Filter reads for several criteria

Description

This tool filters reads for several criteria such as length, low complexity, Ns and duplicates. The input data can be in FASTQ or FASTA format. Note that if you paired-end reads and you need to keep them in the matching order, you should give both files to this tool at the same time. The tool will automatically make sure that only filtered pairs are given in the output.

Details

Only those filtering methods are used for which you assign a value. You can use several filtering methods at the same time. For example filtering with parameters Maximum length: 100 and Maximum count of Ns: 1 would produce a reads set where all the reads are shorter than 101 bases and they contain less than 2 Ns. For detailed description of the different filtering conditions, please check the manual of the PRINSEQ package.
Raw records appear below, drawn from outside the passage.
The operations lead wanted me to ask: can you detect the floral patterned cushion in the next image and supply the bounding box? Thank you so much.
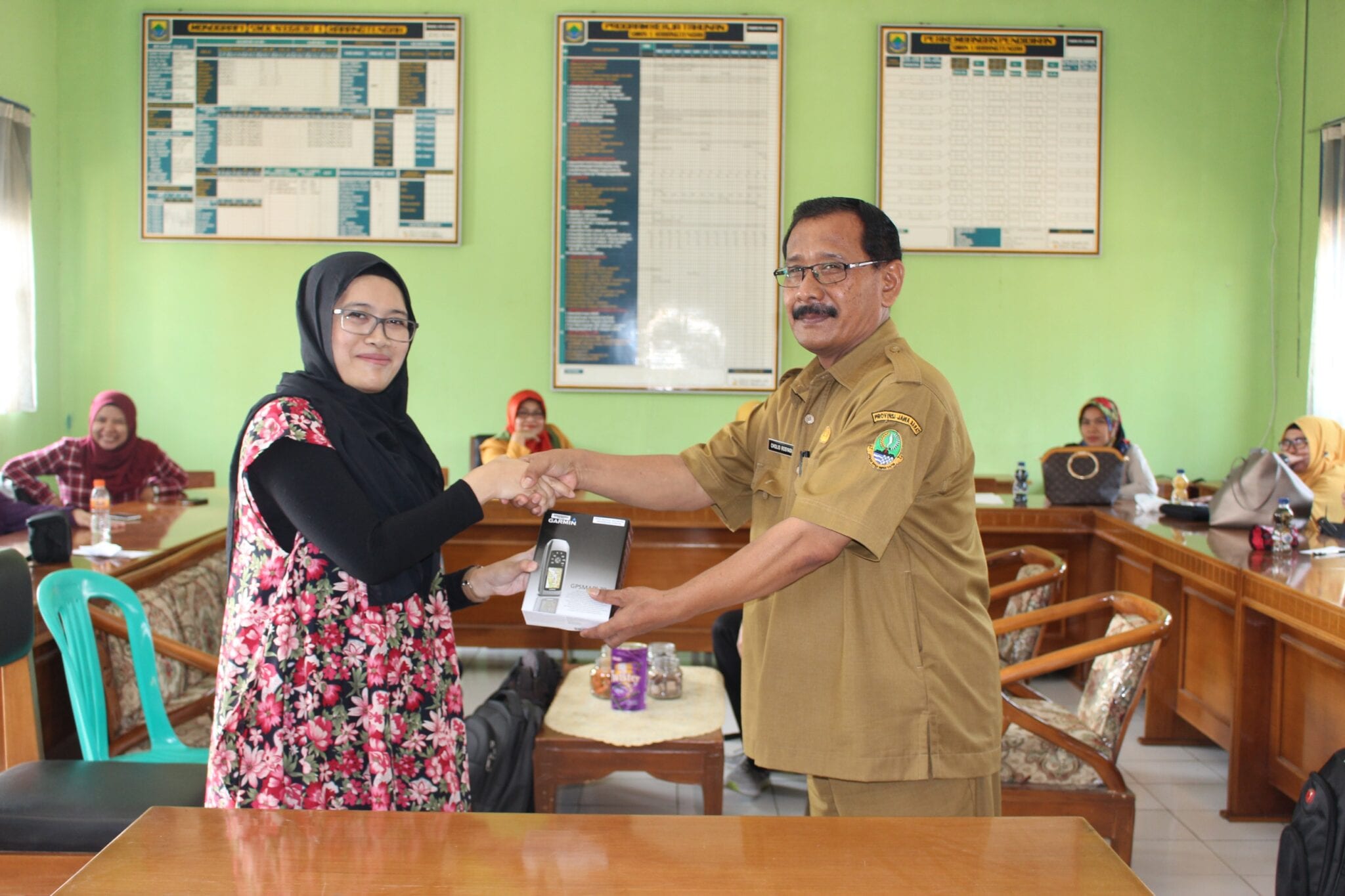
[1000,697,1110,787]
[1000,563,1056,666]
[105,551,227,747]
[1076,612,1154,750]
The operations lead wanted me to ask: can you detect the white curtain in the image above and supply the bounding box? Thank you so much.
[1308,122,1345,421]
[0,98,37,414]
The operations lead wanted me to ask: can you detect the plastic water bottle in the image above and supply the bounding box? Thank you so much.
[1173,466,1190,503]
[89,480,112,544]
[1013,461,1028,507]
[1271,498,1294,553]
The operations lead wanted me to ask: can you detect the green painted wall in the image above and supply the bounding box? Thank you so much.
[0,0,64,459]
[0,0,1323,492]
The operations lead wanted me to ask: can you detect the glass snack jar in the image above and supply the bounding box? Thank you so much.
[589,643,612,700]
[650,641,682,700]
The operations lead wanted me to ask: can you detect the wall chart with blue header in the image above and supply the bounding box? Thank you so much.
[553,15,784,393]
[140,12,463,243]
[878,26,1101,255]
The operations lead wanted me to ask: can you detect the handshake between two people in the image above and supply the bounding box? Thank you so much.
[463,457,579,516]
[464,449,683,646]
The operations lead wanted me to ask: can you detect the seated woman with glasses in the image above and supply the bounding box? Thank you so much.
[0,389,187,509]
[1279,416,1345,524]
[481,389,574,463]
[1076,395,1158,498]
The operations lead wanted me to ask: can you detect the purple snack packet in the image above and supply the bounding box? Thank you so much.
[612,641,650,711]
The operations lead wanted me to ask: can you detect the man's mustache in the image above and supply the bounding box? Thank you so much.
[789,302,838,320]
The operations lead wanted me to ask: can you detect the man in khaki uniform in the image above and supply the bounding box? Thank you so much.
[525,199,1001,815]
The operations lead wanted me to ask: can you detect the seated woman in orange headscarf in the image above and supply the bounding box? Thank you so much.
[481,389,574,463]
[1279,416,1345,523]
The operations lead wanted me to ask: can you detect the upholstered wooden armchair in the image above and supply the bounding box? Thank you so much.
[986,545,1065,666]
[994,591,1172,864]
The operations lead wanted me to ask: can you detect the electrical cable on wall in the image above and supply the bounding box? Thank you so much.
[1258,0,1289,444]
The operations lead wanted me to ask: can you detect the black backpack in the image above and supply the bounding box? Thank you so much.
[467,650,561,811]
[1275,750,1345,896]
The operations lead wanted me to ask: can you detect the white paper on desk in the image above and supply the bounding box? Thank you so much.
[1136,493,1168,513]
[72,542,153,560]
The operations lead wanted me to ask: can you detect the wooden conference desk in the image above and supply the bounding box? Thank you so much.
[58,807,1149,896]
[0,489,229,587]
[444,496,1345,819]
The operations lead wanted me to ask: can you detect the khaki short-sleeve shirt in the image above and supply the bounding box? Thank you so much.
[682,321,1001,780]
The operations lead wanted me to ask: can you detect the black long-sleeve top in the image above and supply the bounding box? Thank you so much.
[248,439,483,610]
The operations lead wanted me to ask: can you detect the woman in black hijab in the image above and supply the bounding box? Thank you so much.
[206,253,571,811]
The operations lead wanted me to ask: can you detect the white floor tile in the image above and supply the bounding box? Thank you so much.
[1173,809,1285,845]
[1126,780,1164,811]
[1145,780,1228,813]
[775,787,808,817]
[1130,840,1241,887]
[1178,744,1228,765]
[580,771,678,815]
[1243,874,1275,896]
[1136,809,1196,849]
[1145,780,1228,813]
[1118,740,1197,765]
[556,784,584,813]
[715,787,779,815]
[1205,840,1279,874]
[1118,755,1223,786]
[1137,869,1256,896]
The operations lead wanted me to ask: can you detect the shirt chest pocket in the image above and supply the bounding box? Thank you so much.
[752,458,793,529]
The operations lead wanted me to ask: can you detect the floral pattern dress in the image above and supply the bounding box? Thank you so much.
[206,398,471,811]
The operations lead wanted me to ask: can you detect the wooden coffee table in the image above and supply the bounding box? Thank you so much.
[533,725,724,815]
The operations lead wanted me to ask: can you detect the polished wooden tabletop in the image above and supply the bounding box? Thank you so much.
[977,494,1345,607]
[0,489,229,583]
[58,807,1149,896]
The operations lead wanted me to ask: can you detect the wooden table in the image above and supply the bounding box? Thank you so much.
[533,725,724,815]
[444,496,1345,819]
[0,489,229,587]
[533,668,725,815]
[58,809,1149,896]
[977,498,1345,821]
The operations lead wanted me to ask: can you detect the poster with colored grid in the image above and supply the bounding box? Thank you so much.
[553,15,784,393]
[140,12,463,244]
[878,26,1101,255]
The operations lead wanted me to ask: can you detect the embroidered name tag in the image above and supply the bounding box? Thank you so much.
[873,411,920,435]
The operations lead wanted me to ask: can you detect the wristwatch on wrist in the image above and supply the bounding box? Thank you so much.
[463,566,485,603]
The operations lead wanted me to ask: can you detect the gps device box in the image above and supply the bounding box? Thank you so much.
[523,511,631,631]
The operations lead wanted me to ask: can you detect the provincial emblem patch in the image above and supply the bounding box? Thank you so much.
[868,430,904,470]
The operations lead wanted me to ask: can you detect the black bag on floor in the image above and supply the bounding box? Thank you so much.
[1275,750,1345,896]
[500,650,561,712]
[467,650,561,811]
[467,688,546,811]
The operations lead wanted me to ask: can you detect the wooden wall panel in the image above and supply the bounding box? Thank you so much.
[1271,625,1345,797]
[1177,587,1237,750]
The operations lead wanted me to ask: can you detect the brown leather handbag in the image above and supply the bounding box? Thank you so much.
[1041,444,1126,503]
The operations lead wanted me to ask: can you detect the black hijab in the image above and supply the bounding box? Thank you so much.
[229,253,443,603]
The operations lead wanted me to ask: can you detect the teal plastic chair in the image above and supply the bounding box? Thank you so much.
[37,570,208,763]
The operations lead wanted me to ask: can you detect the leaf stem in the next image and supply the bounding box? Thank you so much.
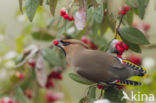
[114,15,124,39]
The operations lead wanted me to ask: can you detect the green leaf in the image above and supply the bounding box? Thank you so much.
[41,48,63,67]
[94,3,104,23]
[123,39,141,53]
[79,97,87,103]
[69,73,92,85]
[14,87,28,103]
[138,0,145,19]
[25,0,39,22]
[126,0,138,8]
[38,0,43,6]
[125,8,134,25]
[119,27,149,44]
[104,87,126,103]
[18,0,23,14]
[31,30,54,41]
[49,0,58,16]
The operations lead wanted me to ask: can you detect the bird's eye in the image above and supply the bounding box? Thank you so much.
[61,40,70,46]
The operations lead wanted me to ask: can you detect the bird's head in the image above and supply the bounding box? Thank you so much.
[53,39,88,55]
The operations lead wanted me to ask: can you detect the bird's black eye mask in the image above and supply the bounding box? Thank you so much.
[60,40,71,46]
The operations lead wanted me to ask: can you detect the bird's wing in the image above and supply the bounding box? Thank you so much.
[76,50,124,69]
[73,50,124,82]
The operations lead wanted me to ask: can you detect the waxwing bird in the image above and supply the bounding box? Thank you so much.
[53,39,146,85]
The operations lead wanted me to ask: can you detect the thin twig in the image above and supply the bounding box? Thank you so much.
[114,15,124,39]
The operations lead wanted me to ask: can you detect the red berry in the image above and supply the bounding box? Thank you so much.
[117,85,124,89]
[143,24,150,31]
[97,85,104,89]
[19,73,24,79]
[123,44,128,50]
[0,99,5,103]
[28,59,36,68]
[53,40,59,45]
[81,37,89,44]
[122,5,130,12]
[63,14,69,19]
[46,94,58,102]
[15,101,19,103]
[121,10,127,15]
[60,9,66,16]
[116,46,124,52]
[16,72,24,79]
[8,99,13,103]
[45,79,54,88]
[48,70,62,80]
[24,89,32,99]
[68,16,74,21]
[90,42,98,50]
[116,80,120,83]
[116,41,123,46]
[128,55,142,65]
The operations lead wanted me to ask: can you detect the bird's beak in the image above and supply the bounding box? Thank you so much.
[53,40,66,56]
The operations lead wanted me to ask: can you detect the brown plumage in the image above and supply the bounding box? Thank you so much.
[54,39,146,83]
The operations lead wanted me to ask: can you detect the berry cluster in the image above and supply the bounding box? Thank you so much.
[81,37,98,50]
[46,70,62,88]
[60,8,74,21]
[133,22,151,34]
[0,97,19,103]
[115,41,128,57]
[118,5,130,15]
[127,54,142,66]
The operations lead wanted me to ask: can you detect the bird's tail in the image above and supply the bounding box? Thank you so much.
[123,60,147,77]
[116,80,142,86]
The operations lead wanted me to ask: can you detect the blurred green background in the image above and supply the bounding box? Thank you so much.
[0,0,156,103]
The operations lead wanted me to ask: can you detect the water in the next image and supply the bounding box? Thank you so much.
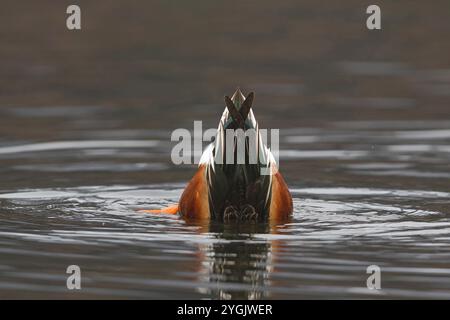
[0,1,450,299]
From the table below, you can check what PRINSEQ command line options the parameter definitions correspond to:

Parameter name Command line Description

Max length -max_len Select only reads that are shorter than the given value.

Min length -min_len Select only reads that are longer than the given value.

Max GC content -max_gc Select only reads that has GC content that is less than the given value.

Min GC content -min_gc Select only reads that has GC content that is more than the given value.

Min quality score -min_qual_score Filter reads with GC content below than the given value.

Max quality score -max_qual_score Filter reads with GC content above then the given value.

Min mean quality -min_qual_mean Filter reads with quality score mean below the given value.

Max mean quality -max_qual_mean Filter reads with quality score mean above the given value.

Max percentage of Ns -ns_max_p Filter reads for which the percentage of Ns is higher than the given value.

Max count of Ns -ns_max_n Filter reads for which the count of Ns is higher than the given value.

Max number of reads -seq_num Only keep the given number number of reads that pass all other filters.

Type of duplicates to filter -derep Type of duplicates to filter.

Number of allowed duplicates -derep_min This option specifies the number of allowed duplicates. For example, to remove reads that occur more than 2 times, you would specify value 3.

DUST filter threshold -lc_method dust, -lc_threshold Use DUST algorithm with the given maximum alloed low complexity score, between 0 and 100.

Entropy filter threshold -lc_method entropy, -lc_threshold Use Entropy algorithm with the given minimum allowedlow complexity score, between 0 and 100.

Base quality encoding -phred64 Select "Sanger" for Illumina 1.8+, Sanger, Roche/454, Ion Torrent and PacBio data.

Output

By default the tool outputs the reads that pass the filtering conditions. You can also choose to output the reads that are filtered out to separate files. For paired end reads you can also choose to output the singletons to separate files. You can also print out a log file that contains information about the filtering task and statistics about how many reads were accepted and rejected.

Reference

This tool is based on the PRINSEQ package.

Parameter name	Command line	Description
Max length	-max_len	Select only reads that are shorter than the given value.
Min length	-min_len	Select only reads that are longer than the given value.
Max GC content	-max_gc	Select only reads that has GC content that is less than the given value.
Min GC content	-min_gc	Select only reads that has GC content that is more than the given value.
Min quality score	-min_qual_score	Filter reads with GC content below than the given value.
Max quality score	-max_qual_score	Filter reads with GC content above then the given value.
Min mean quality	-min_qual_mean	Filter reads with quality score mean below the given value.
Max mean quality	-max_qual_mean	Filter reads with quality score mean above the given value.
Max percentage of Ns	-ns_max_p	Filter reads for which the percentage of Ns is higher than the given value.
Max count of Ns	-ns_max_n	Filter reads for which the count of Ns is higher than the given value.
Max number of reads	-seq_num	Only keep the given number number of reads that pass all other filters.
Type of duplicates to filter	-derep	Type of duplicates to filter.
Number of allowed duplicates	-derep_min	This option specifies the number of allowed duplicates. For example, to remove reads that occur more than 2 times, you would specify value 3.
DUST filter threshold	-lc_method dust, -lc_threshold	Use DUST algorithm with the given maximum alloed low complexity score, between 0 and 100.
Entropy filter threshold	-lc_method entropy, -lc_threshold	Use Entropy algorithm with the given minimum allowedlow complexity score, between 0 and 100.
Base quality encoding	-phred64	Select "Sanger" for Illumina 1.8+, Sanger, Roche/454, Ion Torrent and PacBio data.